Tertiary Eye Care Referral Center (Ospedali Privati Forlì “Villa Igea”, Forlì, Italy)

Methods

 
This was a prospective interventional case series evaluating consecutive post-RK eyes that underwent 9-mm DALK. Main outcome measures were best spectacle-corrected visual acuity (BSCVA), refractive astigmatism (RA), and complication rates.

 

Results

This series included 5 eyes from 5 patients with a mean age at surgery of 63±7 (range: 56 to 71) years and mean interval from RK of 27±2 (range:24-30) years. Pneumatic dissection succeeded in 4 of 5 cases. Type 1 bubble was obtained in 3 eyes while type 2 bubble was obtained in 1 case. In all eyes, best spectacle-corrected visual acuity was ≥20/50 and refractive astigmatism was less than 2.5 diopters.
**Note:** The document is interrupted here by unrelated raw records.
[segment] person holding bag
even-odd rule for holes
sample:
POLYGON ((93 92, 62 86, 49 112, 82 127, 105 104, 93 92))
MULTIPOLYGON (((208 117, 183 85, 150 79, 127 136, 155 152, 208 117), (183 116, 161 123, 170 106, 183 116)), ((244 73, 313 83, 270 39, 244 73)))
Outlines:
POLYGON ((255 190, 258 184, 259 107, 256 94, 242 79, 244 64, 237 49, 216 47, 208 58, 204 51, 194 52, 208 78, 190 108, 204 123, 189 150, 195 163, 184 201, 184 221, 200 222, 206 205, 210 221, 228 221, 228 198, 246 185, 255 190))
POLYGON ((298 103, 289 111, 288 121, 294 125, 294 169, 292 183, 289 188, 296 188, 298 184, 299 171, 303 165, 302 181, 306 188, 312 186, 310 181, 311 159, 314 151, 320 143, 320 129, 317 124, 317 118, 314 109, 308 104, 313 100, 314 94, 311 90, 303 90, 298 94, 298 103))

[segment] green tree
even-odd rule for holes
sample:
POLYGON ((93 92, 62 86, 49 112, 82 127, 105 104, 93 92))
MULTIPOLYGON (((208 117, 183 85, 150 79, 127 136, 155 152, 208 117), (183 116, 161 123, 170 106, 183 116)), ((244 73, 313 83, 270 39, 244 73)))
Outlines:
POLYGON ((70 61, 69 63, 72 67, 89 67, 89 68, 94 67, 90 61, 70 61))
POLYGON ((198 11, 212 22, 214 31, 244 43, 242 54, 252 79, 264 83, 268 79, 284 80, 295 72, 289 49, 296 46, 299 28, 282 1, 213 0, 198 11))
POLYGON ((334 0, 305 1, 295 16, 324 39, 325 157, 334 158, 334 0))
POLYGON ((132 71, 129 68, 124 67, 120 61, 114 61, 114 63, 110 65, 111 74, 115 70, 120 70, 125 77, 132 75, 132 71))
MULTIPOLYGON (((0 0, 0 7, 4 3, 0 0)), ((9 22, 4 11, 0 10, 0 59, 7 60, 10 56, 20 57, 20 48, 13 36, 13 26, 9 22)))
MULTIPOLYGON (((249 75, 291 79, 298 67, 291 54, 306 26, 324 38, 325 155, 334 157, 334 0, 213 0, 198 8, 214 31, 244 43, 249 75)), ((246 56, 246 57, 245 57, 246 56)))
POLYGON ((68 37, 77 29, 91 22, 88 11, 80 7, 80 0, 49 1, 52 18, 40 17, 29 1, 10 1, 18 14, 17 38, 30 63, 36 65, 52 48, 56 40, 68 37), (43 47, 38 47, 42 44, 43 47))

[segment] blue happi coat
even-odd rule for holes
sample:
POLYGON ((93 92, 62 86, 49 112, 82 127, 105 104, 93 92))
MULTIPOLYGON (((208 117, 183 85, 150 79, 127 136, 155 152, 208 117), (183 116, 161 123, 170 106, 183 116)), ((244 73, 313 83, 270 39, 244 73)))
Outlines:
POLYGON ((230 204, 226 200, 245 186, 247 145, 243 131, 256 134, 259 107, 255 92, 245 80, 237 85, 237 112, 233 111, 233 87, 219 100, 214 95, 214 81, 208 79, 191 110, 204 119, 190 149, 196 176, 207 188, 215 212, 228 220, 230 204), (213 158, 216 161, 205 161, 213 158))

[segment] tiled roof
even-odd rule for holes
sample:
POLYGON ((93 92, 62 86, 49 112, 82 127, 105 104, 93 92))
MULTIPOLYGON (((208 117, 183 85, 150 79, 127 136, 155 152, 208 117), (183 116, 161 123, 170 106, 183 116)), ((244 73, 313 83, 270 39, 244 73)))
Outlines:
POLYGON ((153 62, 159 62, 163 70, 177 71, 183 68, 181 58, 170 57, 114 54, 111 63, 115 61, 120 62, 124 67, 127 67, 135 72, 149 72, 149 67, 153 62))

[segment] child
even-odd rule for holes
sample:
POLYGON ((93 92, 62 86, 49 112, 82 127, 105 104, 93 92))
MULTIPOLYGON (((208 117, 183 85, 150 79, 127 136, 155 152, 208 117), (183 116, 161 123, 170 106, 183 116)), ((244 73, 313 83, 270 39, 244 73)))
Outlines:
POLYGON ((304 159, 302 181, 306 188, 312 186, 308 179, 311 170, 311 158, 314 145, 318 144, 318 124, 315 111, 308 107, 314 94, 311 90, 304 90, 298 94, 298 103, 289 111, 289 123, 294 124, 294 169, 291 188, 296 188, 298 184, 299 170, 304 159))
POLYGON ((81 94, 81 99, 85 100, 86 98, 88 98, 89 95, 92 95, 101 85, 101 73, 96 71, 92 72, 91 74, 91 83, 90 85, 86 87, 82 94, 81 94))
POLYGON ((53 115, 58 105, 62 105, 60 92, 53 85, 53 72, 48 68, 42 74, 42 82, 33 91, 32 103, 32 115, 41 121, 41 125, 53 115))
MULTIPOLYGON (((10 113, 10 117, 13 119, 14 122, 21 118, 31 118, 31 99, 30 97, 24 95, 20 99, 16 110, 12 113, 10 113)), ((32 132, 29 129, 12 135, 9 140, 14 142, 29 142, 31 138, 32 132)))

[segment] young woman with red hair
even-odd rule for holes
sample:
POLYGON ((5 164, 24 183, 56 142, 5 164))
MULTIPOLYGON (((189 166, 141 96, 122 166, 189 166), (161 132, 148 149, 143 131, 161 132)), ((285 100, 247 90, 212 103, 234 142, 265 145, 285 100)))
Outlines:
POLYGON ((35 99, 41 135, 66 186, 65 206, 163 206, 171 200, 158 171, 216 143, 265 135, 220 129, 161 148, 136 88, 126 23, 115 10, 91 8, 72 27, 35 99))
No episode of double anterior chamber formation, immunologic rejection nor other postoperative complications were observed.

Conclusions

It is reasonable to attempt DALK using pneumatic dissection in post-RK eyes. In order to succeed in big bubble formation, corneal surgeons may consider employing modifications in the conventional DALK technique, including deep trephination based on AS-OCT thinnest point pachymetry at 9mm, subsequent cannular insertion at the base of deep trephination directly at the proper depth, and minimal centripetal advancement.